Abstract
An extreme learning machine (ELM) is an innovative algorithm for the single hidden layer feed-forward neural networks and, essentially, only exists to find the optimal output weight so as to minimize output error based on the least squares regression from the hidden layer to the output layer. With a focus on the output weight, we introduce the orthogonal constraint into the output weight matrix, and propose a novel orthogonal extreme learning machine (NOELM) based on the idea of optimization column by column whose main characteristic is that the optimization of complex output weight matrix is decomposed into optimizing the single column vector of the matrix. The complex orthogonal procrustes problem is transformed into simple least squares regression with an orthogonal constraint, which can preserve more information from ELM feature space to output subspace, these make NOELM more regression analysis and discrimination ability. Experiments show that NOELM has better performance in training time, testing time and accuracy than ELM and OELM.
1. Introduction
An extreme learning machine (ELM) is an innovative learning algorithm for the single hidden layer feed-forward neural networks (SLFNs for short), proposed by Huang et al [1], that is characterized by the internal parameters generated randomly without tuning. In essence, the ELM is a special artificial neural network model, whose input weights are generated randomly and fixed, so as to get the unique least-squares solution of the output weight [1], making the performance better [2,3,4]. In the conventional model there is a lack of convergence ability, generalization, over-fitting, local minimum and parameter adjustment, all of which make the ELM superior [1,5]. Considering the learning process of the ELM, it is relatively simple. Firstly, some internal parameters of the hidden layer are generated randomly, such as input weights connecting the input layer and hidden layer, the number of hidden layer neurons, etc., which are fixed during the whole process. Secondly, the non-linear mapping function is selected to map the inputting data to the feature space, and through analyzing the real output results and expected output results, the key parameter (output weight connecting the hidden layer and the output layer) can be directly obtained, omitting iterative tuning. So, its training speed is considerably faster than that of the conventional algorithms [6].
Due to the good performance of the ELM, it is used widely in regression and classification. For meeting higher requirements, researchers optimize and improve the ELM, and have proposed many better algorithms based on ELM. Di Wang et al. combined the local-weighted jackknife and RELM, proposed a novel conformal regressor (LW-JP-RELM), which complements ELM with interval predictions satisfying a given level of confidence [7]. For improving the generalization performance, Ying Yin et al. proposed enhancing the ELM by a Markov boundary-based feature selection, based on the feature interaction and the mutual information to reduce the number of features, so as to construct more compact network, whose generalization was improved greatly [8]. Ding et al. reformulated an optimization extreme learning machine to take a new regularization parameter, which is bounded between 0 and 1, and also easier to interpret as compared to the error penalty parameter , it could achieve better generalization performance [9]. For solving sensibility of ELM to the ill-conditioned data, Hasan et al. proposed two novel algorithms based on ELM, ridge regression and almost unbiased ridge regression, and also gave three criteria to select the regularization parameter, which improved the generalization and stability of the ELM greatly [10]. Besides, there are more effective algorithms based on the ELM, such as Distributed Generalized Regularized ELM (DGR-ELM) [11], Self-Organizing Map ELM (SOM-ELM) [12], Data and Model Parallel ELM (DMP-ELM) [13], Genetic Algorithm ELM (GA-ELM) [14], Jaya optimization with mutation ELM (MJaya-ELM) [15], et al.
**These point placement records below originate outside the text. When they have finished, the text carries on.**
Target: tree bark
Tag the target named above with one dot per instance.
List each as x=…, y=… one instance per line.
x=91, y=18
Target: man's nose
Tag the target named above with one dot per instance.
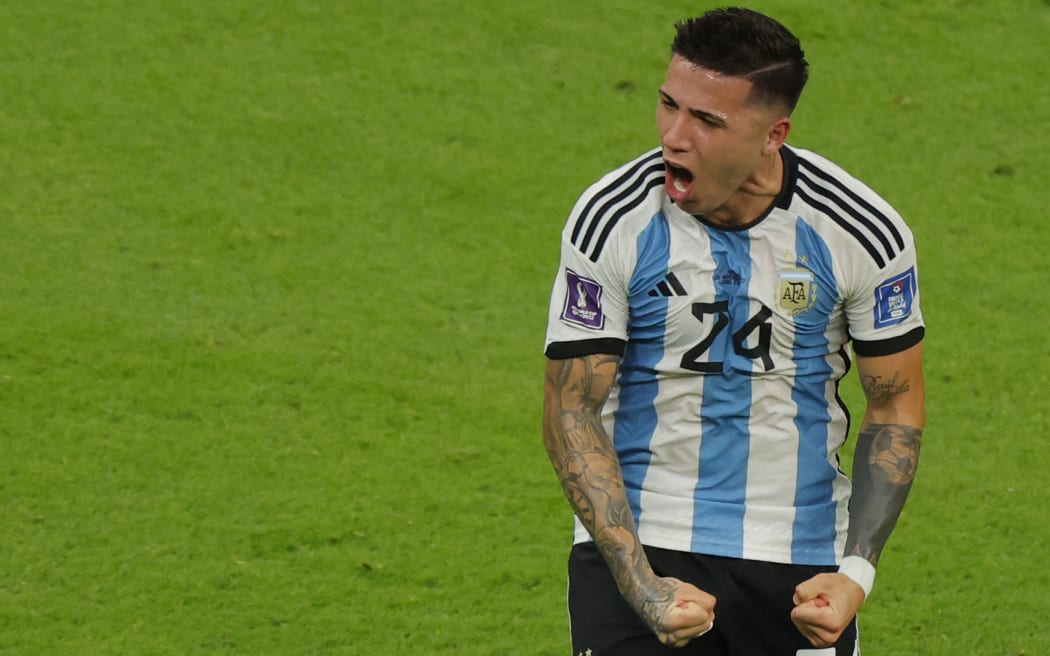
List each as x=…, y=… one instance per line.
x=675, y=135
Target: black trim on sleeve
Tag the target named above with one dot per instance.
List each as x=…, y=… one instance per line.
x=888, y=346
x=566, y=351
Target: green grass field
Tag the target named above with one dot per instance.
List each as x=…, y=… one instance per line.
x=273, y=284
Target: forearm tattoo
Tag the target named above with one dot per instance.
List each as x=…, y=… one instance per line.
x=884, y=466
x=876, y=388
x=586, y=463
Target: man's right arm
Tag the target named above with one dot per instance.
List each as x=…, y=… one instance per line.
x=585, y=460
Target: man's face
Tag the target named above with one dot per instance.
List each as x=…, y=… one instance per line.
x=713, y=139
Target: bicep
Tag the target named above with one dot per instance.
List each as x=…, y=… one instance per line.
x=574, y=392
x=895, y=387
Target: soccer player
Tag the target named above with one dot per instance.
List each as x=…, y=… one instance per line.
x=711, y=295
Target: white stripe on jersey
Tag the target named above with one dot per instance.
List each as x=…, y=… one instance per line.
x=726, y=415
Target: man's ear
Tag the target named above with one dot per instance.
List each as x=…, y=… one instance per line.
x=777, y=135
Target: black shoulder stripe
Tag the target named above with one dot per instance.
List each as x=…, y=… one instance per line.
x=854, y=196
x=656, y=181
x=889, y=346
x=623, y=185
x=845, y=225
x=852, y=211
x=582, y=348
x=630, y=191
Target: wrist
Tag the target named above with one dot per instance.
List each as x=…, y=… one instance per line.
x=860, y=571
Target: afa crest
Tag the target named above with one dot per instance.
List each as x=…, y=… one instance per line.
x=797, y=291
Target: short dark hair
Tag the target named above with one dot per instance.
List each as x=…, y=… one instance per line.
x=742, y=43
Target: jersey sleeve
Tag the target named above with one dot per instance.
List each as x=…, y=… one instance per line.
x=884, y=311
x=588, y=312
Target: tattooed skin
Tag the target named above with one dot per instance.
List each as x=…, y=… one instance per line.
x=876, y=388
x=588, y=468
x=884, y=466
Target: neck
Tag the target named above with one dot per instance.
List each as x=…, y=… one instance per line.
x=754, y=197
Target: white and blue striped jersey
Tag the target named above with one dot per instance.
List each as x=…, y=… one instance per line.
x=726, y=414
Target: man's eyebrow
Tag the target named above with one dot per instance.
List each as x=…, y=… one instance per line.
x=696, y=113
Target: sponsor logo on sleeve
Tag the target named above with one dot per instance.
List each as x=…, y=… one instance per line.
x=583, y=301
x=894, y=299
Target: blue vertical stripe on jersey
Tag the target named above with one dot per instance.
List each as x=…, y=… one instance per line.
x=725, y=415
x=814, y=531
x=635, y=416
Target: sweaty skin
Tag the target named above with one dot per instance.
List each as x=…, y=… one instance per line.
x=884, y=467
x=588, y=468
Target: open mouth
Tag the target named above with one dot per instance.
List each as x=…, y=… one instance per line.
x=679, y=182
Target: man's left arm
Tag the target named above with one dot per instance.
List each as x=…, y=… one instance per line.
x=884, y=466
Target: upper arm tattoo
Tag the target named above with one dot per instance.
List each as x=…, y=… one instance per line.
x=587, y=465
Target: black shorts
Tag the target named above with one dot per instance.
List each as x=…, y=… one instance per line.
x=752, y=615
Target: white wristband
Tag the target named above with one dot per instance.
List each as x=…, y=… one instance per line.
x=860, y=571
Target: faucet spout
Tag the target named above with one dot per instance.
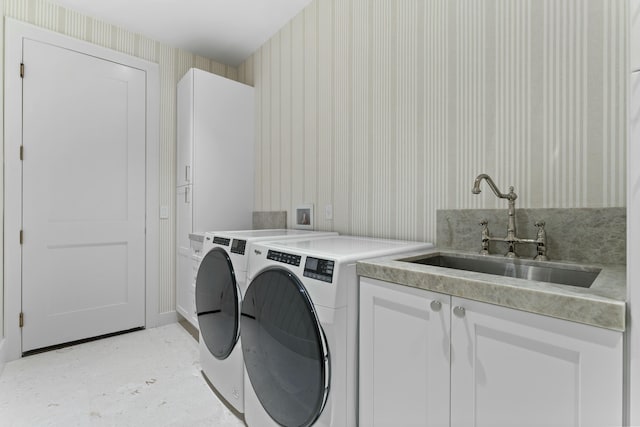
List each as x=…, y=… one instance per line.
x=483, y=176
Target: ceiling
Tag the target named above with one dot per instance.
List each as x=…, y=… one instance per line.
x=227, y=31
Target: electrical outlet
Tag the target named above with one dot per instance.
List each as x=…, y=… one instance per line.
x=328, y=211
x=164, y=212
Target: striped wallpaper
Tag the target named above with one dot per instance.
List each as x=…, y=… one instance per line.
x=173, y=64
x=388, y=109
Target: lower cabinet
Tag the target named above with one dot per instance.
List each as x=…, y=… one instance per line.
x=187, y=265
x=429, y=359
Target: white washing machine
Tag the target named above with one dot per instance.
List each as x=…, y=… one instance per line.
x=220, y=285
x=299, y=329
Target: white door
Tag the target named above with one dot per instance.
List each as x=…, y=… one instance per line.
x=83, y=196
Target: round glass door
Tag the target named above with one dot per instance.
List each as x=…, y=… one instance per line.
x=217, y=303
x=284, y=348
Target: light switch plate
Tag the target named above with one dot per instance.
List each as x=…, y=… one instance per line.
x=328, y=211
x=164, y=212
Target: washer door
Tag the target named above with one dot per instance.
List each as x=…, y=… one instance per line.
x=218, y=303
x=285, y=350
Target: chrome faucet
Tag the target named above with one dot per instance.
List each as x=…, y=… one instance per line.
x=511, y=239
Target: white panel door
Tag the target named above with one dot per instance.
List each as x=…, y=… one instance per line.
x=511, y=368
x=404, y=356
x=83, y=196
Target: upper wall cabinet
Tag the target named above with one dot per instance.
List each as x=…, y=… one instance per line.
x=634, y=31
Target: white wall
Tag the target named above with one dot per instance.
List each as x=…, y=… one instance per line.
x=388, y=109
x=173, y=64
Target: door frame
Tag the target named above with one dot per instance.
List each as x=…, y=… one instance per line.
x=15, y=32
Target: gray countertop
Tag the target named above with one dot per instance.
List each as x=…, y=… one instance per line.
x=602, y=304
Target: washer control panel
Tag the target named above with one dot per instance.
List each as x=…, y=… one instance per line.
x=221, y=241
x=320, y=269
x=284, y=257
x=238, y=246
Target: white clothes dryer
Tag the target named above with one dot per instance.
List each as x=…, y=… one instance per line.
x=220, y=285
x=299, y=329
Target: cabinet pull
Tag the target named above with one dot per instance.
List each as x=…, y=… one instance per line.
x=459, y=311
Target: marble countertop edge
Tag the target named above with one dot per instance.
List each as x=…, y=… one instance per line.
x=602, y=305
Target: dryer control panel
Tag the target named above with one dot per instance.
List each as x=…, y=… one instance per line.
x=320, y=269
x=238, y=246
x=221, y=241
x=284, y=257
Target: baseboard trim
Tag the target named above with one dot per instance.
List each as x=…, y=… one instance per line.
x=162, y=319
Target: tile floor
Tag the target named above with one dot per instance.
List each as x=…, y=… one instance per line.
x=144, y=378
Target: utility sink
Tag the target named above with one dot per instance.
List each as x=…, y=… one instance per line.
x=522, y=269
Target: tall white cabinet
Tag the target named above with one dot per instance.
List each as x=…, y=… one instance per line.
x=633, y=221
x=214, y=170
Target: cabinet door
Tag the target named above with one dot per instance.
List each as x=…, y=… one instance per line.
x=404, y=356
x=184, y=124
x=514, y=368
x=633, y=243
x=184, y=218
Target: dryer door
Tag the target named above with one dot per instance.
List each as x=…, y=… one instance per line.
x=218, y=303
x=285, y=350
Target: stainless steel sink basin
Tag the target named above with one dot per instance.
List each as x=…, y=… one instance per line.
x=521, y=269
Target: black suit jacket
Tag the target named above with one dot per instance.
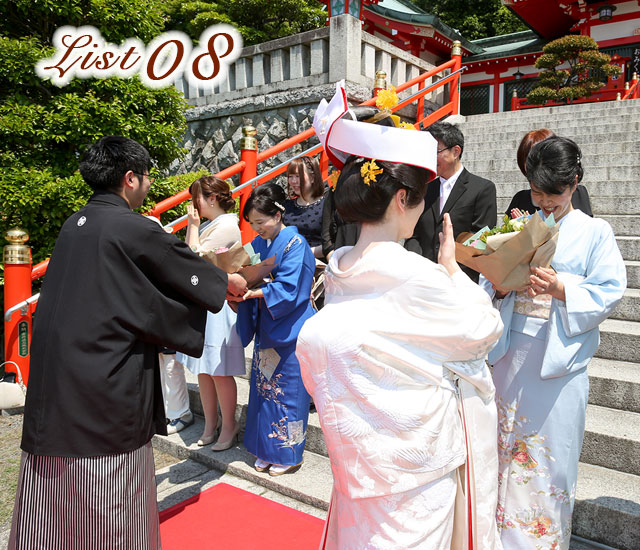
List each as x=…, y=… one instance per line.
x=471, y=205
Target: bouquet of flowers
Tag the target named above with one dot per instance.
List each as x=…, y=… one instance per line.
x=243, y=260
x=505, y=254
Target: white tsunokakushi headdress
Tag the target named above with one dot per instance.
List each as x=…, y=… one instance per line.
x=342, y=137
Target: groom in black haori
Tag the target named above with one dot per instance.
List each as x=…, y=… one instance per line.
x=117, y=287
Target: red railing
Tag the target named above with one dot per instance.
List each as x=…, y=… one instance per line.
x=18, y=277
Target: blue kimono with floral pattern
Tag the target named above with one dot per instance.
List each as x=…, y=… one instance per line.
x=278, y=401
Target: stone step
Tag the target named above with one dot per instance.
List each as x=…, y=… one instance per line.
x=607, y=109
x=599, y=133
x=620, y=341
x=607, y=508
x=604, y=181
x=496, y=150
x=566, y=127
x=629, y=307
x=612, y=439
x=629, y=247
x=489, y=163
x=614, y=384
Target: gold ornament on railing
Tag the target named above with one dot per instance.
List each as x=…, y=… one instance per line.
x=369, y=171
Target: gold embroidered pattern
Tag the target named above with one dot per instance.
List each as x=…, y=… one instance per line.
x=369, y=171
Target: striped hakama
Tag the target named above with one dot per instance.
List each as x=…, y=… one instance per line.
x=86, y=503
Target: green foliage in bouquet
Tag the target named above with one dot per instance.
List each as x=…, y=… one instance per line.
x=256, y=20
x=586, y=66
x=39, y=201
x=508, y=226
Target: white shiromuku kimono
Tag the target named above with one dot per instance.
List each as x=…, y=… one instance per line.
x=381, y=360
x=542, y=385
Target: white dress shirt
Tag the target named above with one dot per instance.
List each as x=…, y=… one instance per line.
x=446, y=186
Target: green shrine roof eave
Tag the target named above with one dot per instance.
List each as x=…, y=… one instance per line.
x=412, y=15
x=507, y=45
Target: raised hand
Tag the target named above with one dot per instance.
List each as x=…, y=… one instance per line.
x=193, y=218
x=517, y=213
x=545, y=281
x=447, y=252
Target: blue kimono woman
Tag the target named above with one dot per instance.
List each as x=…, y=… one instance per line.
x=274, y=314
x=551, y=334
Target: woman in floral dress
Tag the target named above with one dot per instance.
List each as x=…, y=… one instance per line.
x=551, y=333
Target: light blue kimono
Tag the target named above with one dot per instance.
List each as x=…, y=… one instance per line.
x=278, y=407
x=590, y=265
x=542, y=386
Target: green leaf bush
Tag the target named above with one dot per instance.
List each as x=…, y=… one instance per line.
x=586, y=68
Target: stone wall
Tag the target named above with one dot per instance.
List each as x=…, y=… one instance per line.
x=214, y=131
x=276, y=87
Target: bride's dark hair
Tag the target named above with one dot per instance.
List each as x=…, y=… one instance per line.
x=357, y=201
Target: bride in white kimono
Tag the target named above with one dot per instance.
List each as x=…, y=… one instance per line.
x=551, y=333
x=385, y=359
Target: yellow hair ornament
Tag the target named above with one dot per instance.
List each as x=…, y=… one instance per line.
x=387, y=99
x=333, y=179
x=369, y=171
x=407, y=126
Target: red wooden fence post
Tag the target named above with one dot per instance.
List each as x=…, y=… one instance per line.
x=380, y=82
x=16, y=257
x=454, y=94
x=248, y=155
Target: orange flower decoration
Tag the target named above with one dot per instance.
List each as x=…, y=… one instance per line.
x=369, y=171
x=387, y=99
x=333, y=179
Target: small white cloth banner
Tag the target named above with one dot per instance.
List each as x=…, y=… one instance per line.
x=81, y=52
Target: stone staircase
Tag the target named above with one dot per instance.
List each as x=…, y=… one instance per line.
x=608, y=495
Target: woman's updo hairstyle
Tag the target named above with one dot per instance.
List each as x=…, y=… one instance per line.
x=268, y=199
x=553, y=164
x=358, y=202
x=211, y=186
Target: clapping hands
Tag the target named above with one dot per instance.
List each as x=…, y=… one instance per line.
x=193, y=218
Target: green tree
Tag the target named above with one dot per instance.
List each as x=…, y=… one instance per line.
x=474, y=19
x=586, y=68
x=256, y=20
x=44, y=129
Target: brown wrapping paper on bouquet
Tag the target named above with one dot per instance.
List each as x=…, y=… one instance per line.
x=237, y=260
x=507, y=260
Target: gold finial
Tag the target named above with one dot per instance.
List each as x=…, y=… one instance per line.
x=381, y=81
x=16, y=252
x=249, y=140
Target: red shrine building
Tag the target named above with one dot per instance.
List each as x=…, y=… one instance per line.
x=499, y=66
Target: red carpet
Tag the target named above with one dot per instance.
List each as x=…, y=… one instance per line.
x=227, y=518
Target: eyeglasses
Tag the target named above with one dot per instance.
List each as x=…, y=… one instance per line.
x=151, y=178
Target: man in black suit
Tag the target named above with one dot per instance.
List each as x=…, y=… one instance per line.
x=469, y=199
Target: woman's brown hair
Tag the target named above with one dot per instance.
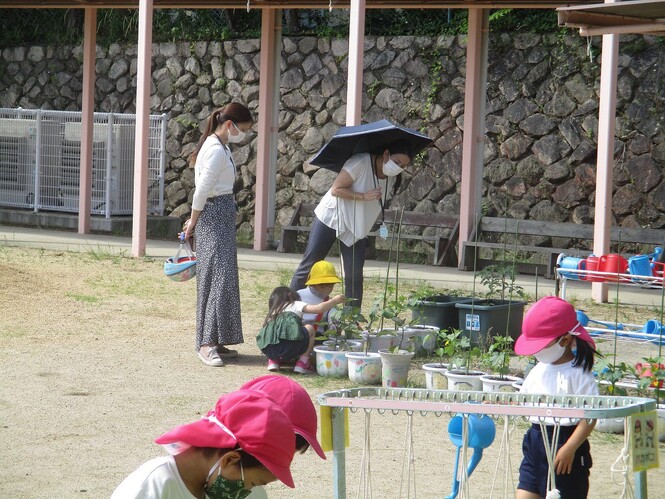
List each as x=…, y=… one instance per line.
x=234, y=111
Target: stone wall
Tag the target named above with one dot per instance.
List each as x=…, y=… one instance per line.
x=542, y=103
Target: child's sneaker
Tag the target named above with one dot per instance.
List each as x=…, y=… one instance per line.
x=304, y=367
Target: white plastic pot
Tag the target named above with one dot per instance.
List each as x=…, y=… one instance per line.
x=435, y=376
x=364, y=369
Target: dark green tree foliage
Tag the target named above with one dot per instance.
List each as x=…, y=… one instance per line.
x=58, y=26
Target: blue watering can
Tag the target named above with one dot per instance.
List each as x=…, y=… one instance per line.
x=480, y=435
x=583, y=319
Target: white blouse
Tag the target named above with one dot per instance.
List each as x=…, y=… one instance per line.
x=353, y=219
x=214, y=172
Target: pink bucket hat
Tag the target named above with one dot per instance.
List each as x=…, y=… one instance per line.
x=247, y=420
x=294, y=401
x=547, y=319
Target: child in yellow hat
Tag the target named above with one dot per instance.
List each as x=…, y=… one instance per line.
x=319, y=286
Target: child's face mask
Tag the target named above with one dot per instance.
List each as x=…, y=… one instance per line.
x=551, y=354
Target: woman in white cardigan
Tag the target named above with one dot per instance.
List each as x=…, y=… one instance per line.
x=213, y=224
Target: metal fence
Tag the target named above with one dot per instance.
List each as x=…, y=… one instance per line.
x=40, y=161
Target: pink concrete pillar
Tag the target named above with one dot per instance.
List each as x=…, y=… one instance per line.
x=474, y=123
x=268, y=126
x=87, y=117
x=356, y=52
x=605, y=157
x=143, y=78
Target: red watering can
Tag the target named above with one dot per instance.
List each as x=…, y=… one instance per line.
x=613, y=264
x=591, y=263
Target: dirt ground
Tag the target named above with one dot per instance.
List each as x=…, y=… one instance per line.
x=97, y=359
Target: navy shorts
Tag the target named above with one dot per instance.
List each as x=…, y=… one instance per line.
x=534, y=468
x=288, y=350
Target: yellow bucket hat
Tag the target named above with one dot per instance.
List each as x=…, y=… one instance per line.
x=322, y=273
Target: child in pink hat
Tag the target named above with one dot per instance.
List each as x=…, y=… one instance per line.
x=247, y=440
x=296, y=404
x=565, y=353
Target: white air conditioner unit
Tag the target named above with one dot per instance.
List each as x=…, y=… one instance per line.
x=17, y=162
x=112, y=166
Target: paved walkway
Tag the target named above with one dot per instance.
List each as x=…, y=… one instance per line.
x=439, y=277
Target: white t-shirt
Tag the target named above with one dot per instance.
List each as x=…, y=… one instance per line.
x=308, y=296
x=353, y=219
x=155, y=479
x=559, y=379
x=214, y=173
x=295, y=307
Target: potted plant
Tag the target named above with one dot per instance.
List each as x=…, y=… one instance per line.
x=445, y=341
x=613, y=379
x=344, y=327
x=395, y=359
x=437, y=309
x=461, y=353
x=497, y=360
x=364, y=367
x=498, y=313
x=378, y=336
x=652, y=384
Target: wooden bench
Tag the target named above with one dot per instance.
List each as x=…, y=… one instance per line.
x=548, y=238
x=444, y=245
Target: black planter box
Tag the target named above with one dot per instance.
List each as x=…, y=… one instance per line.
x=481, y=320
x=438, y=310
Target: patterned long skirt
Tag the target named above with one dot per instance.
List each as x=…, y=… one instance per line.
x=218, y=291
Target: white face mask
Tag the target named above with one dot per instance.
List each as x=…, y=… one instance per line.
x=390, y=168
x=551, y=354
x=233, y=139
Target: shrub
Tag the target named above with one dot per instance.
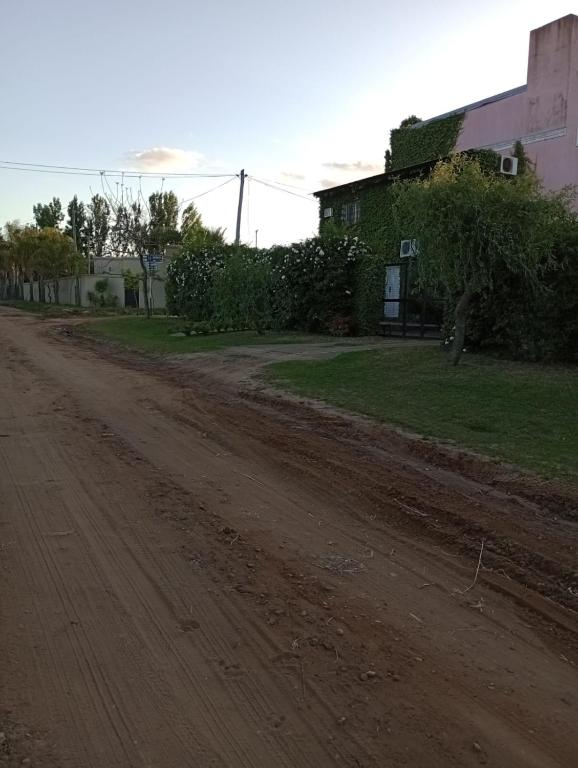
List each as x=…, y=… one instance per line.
x=314, y=281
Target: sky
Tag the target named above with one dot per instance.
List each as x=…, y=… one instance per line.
x=302, y=94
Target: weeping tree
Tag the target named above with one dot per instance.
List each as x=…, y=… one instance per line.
x=473, y=227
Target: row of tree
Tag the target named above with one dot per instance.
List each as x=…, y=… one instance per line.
x=104, y=227
x=115, y=227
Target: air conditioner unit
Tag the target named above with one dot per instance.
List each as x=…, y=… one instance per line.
x=509, y=165
x=407, y=249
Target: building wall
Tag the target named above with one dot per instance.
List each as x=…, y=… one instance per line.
x=67, y=290
x=545, y=116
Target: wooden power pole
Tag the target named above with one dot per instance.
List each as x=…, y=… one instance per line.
x=240, y=208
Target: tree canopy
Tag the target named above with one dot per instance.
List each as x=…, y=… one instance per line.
x=48, y=214
x=472, y=227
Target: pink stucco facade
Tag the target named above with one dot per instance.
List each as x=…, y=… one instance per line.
x=543, y=115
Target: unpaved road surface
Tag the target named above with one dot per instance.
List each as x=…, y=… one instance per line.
x=195, y=575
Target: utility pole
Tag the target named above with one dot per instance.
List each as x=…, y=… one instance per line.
x=240, y=208
x=73, y=217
Either with a simple ELM or more complex algorithms based on ELM one must find the optimal solution of the two key parameters in ELM essentially, the number of hidden layer neurons and the output weights. From input layer to the output layer, essentially ELM learns the output weights based on the least squares regression analysis [16]. Therefore, many algorithms except those mentioned above are still proposed based on least squares regression, and their main work is to find an optimal transformation matrix, so as to minimize the error of sum-of-squares. Among these strategies [17,18], introducing orthogonal constraint into the optimization problem is required and also employed widely in the classification and subspace learning. Nie et al. showed that the performance of least squares discriminant and regression analysis after introducing orthogonal constraint is much better than those without orthogonal constraint [19,20]. After introducing orthogonal constraint into ELM, the optimization problem is seen as unbalanced procrustes problems, which is hard to be solved. Yong Peng et al. pointed out that the unbalanced procrustes problem can be transformed into a balanced procrustes problem, which is relatively simple [16]. Motivated by this research, in this paper we focus on the output weight, a novel orthogonal optimizing method (NOELM) is proposed to solve the unbalanced procrustes problem, and its main contribution is that the optimization of complex matrix is decomposed into optimizing the single column vector of the matrix, reducing the complexity of the algorithm.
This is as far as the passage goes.